12. A dihydrate Form J1 of 2-methyl-4-(4-methyl-1-piperazinyl)-10H-thieno[2,3-b][1,5]benzodiazepine having a moisture content of 10-11%.

13. The dihydrate Form J1 of 2-methyl-4-(4-methyl-1-piperazinyl)-10H-thieno[2,3-b][1,5]benzodiazepine according to claim 12, wherein said Form J1 is characterized by powder a X-ray diffraction pattern with characteristic peaks at about 8.9 and 18.4±0.2 degrees two theta.

14. The dihydrate Form J1 of 2-methyl-4-(4-methyl-1-piperazinyl)-10H-thieno[2,3-b][1,5]benzodiazepine according to claim 12, wherein said Form J1 is characterized by a powder X-ray diffraction pattern with characteristic peaks at about 16.2, 20.3, 21.1, 22.2, 22.6, 23.0, 23.5, 24.1, 24.3±0.2 degrees two theta.

15. The dihydrate Form J1 of 2-methyl-4-(4-methyl-1-piperazinyl)-10H-thieno[2,3-b][1,5]benzodiazepine according to claim 14, said dihydrate Form J1 having a powder X-ray diffraction pattern essentially as depicted in FIG. 5.

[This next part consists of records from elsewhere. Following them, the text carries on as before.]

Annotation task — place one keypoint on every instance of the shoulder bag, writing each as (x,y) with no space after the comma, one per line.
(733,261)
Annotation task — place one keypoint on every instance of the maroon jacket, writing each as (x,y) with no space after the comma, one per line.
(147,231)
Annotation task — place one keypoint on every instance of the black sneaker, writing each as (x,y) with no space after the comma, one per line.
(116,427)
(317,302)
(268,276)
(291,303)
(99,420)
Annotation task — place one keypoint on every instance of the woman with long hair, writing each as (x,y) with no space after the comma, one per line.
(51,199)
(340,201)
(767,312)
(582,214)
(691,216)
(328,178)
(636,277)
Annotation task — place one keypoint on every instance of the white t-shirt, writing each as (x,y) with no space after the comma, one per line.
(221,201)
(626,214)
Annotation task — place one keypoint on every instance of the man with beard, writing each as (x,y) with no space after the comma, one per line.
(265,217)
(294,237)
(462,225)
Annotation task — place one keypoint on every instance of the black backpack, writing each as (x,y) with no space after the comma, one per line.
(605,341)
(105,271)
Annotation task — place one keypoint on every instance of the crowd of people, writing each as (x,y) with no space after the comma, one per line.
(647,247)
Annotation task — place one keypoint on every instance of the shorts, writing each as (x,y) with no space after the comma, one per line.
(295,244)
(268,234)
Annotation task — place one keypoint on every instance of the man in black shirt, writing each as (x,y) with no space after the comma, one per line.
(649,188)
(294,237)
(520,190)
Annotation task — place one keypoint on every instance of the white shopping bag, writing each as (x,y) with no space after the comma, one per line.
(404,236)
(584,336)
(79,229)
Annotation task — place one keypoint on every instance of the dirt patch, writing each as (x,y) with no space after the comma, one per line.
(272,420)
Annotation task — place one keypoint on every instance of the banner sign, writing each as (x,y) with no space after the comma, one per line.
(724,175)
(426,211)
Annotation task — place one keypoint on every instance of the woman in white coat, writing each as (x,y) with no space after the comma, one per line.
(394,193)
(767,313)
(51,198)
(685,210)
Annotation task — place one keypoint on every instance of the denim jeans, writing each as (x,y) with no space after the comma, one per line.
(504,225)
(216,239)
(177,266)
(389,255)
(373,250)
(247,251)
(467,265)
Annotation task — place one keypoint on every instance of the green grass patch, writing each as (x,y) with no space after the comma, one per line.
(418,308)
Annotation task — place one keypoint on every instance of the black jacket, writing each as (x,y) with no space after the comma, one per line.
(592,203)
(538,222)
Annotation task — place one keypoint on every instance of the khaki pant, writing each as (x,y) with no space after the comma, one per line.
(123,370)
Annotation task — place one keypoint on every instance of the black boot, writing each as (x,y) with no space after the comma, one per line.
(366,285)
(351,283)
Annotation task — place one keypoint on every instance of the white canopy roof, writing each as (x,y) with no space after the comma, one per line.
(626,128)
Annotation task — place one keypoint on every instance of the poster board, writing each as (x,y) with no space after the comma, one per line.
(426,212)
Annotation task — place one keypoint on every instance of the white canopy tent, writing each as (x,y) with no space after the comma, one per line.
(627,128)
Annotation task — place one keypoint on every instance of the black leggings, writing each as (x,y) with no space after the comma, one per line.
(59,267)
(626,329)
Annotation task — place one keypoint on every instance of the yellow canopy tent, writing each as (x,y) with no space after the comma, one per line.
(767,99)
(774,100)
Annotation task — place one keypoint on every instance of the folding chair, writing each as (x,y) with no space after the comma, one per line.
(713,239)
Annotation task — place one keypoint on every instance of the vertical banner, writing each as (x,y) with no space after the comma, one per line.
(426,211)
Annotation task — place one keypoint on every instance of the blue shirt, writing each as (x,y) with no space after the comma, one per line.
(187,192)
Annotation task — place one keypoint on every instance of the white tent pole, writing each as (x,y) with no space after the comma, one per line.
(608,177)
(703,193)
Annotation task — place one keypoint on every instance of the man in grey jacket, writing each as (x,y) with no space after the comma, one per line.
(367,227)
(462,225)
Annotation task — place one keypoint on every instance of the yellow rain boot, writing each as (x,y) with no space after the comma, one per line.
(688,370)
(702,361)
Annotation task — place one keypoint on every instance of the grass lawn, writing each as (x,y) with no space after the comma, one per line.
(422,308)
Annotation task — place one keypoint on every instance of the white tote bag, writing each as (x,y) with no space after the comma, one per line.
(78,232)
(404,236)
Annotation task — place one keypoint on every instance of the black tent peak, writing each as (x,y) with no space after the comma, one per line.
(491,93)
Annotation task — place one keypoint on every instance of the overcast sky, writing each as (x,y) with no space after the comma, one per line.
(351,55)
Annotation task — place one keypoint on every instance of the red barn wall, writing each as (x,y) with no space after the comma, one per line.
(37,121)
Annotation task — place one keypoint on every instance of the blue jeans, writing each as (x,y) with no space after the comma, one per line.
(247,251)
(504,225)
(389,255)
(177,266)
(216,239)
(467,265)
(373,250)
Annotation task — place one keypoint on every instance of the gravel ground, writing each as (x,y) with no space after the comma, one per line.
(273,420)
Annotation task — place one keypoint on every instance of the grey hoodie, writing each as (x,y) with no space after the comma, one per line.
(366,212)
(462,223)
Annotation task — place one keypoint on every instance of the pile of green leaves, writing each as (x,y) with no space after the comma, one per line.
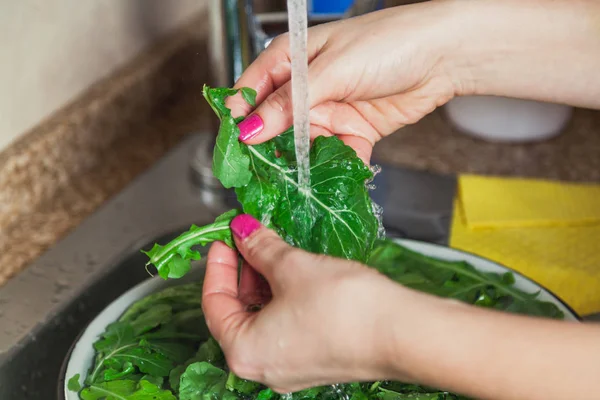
(161,348)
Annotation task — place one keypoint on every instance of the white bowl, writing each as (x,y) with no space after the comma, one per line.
(501,119)
(82,355)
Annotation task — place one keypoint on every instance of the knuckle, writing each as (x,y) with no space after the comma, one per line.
(262,245)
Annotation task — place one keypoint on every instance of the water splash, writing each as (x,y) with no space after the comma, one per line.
(298,34)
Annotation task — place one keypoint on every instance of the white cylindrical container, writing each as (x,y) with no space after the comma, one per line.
(501,119)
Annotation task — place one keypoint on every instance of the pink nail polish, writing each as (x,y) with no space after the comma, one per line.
(244,225)
(250,127)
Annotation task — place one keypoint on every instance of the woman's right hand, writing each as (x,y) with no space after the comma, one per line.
(368,76)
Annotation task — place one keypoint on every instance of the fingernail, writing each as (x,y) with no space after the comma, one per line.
(244,225)
(250,127)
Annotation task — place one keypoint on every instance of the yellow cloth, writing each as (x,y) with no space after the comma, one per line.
(549,232)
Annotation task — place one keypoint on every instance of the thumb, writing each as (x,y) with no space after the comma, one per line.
(276,109)
(261,247)
(274,114)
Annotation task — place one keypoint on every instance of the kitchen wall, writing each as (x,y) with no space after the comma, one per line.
(51,51)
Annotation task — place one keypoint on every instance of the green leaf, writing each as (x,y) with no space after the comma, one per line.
(148,361)
(126,390)
(159,314)
(230,163)
(117,338)
(176,352)
(173,259)
(210,351)
(73,384)
(335,217)
(180,298)
(458,280)
(236,384)
(202,381)
(249,95)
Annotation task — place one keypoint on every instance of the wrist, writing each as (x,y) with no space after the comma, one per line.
(537,50)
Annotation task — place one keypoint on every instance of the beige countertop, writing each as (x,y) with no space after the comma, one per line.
(63,171)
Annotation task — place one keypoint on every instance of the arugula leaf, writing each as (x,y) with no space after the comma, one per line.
(236,384)
(173,259)
(458,280)
(204,381)
(334,217)
(126,390)
(148,361)
(159,314)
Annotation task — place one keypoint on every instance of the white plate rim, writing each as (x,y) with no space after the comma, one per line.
(82,354)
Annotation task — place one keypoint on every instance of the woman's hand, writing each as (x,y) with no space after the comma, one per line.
(371,75)
(368,77)
(324,320)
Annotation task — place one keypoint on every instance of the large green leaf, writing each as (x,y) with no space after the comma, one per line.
(458,280)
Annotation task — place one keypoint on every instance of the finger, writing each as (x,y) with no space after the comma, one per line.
(222,308)
(269,71)
(272,69)
(275,114)
(345,119)
(362,146)
(261,247)
(254,289)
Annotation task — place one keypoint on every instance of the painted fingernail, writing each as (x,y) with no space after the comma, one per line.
(244,225)
(250,127)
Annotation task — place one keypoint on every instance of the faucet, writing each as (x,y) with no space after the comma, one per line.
(238,35)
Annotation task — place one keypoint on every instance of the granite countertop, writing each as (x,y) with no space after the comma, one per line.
(42,198)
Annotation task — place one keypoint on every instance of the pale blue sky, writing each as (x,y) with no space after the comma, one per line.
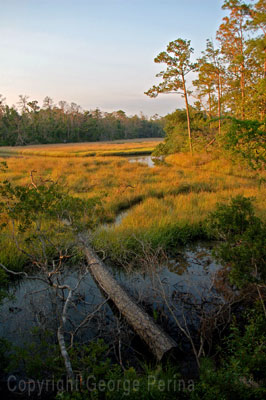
(97,53)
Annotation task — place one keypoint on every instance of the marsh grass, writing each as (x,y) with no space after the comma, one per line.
(167,204)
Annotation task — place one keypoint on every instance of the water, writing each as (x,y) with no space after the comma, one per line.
(160,287)
(151,161)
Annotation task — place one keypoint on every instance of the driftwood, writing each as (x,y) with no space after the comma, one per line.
(159,343)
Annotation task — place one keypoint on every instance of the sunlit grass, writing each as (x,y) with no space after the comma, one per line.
(167,204)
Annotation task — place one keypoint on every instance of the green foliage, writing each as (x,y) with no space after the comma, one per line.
(176,128)
(103,380)
(38,359)
(68,123)
(243,249)
(248,139)
(240,374)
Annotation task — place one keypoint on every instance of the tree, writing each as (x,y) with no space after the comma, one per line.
(231,35)
(210,78)
(256,49)
(177,59)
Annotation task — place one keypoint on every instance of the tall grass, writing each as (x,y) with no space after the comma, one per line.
(167,204)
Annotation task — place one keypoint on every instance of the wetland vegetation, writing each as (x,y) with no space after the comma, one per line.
(180,223)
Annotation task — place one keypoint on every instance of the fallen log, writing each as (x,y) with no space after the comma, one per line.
(159,342)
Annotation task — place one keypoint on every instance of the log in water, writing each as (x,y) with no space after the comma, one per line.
(159,343)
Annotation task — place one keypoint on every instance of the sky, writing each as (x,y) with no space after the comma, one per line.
(97,53)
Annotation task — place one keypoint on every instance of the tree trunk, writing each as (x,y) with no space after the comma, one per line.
(219,102)
(188,116)
(159,343)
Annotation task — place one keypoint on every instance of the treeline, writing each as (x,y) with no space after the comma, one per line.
(230,82)
(62,123)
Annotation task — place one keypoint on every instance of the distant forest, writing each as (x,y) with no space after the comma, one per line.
(63,123)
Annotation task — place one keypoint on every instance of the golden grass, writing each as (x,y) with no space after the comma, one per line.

16. A process for preparing dihydrate Form J1 of 2-methyl-4-(4-methyl-1-piperazinyl)-10H-thieno[2,3-b][1,5]benzodiazepine according to claim 12 comprising:

dissolving Olanzapine in ethyl acetate by heating;

adding water and cooling the solution; and

filtering Olanzapine dihydrate Form J1 as solid.

17. A process for preparing crystalline Form I of 2-methyl-4-(4-methyl-1-piperazinyl)-10H-thieno[2,3-b][1,5]benzodiazepine comprising:

contacting the dihydrate Form J1 of 2-methyl-4-(4-methyl-1-piperazinyl)-10H-thieno[2,3-b][1,5]benzodiazepine according to claim 12 in water-immiscible solvent;

removing water azeotropically;

and

collecting the solid 2-methyl-4-(4-methyl-1-piperazinyl)-10H-thieno[2,3-b][1,5]benzodiazepine as Form I.

18. The process according to claim 17, wherein the water-immiscible solvent is a chlorinated solvent or a hydrocarbons.

19. The process according to claim 18, wherein the chlorinated solvent is selected from dichloromethane and chloroform.

20. The process according to claim 18, wherein the hydrocarbon is cyclohexane.

21. The process of claim 17, wherein following the step of removing water azeotropically, the process further comprises the step of removing part of the solvent and cooling the solvent.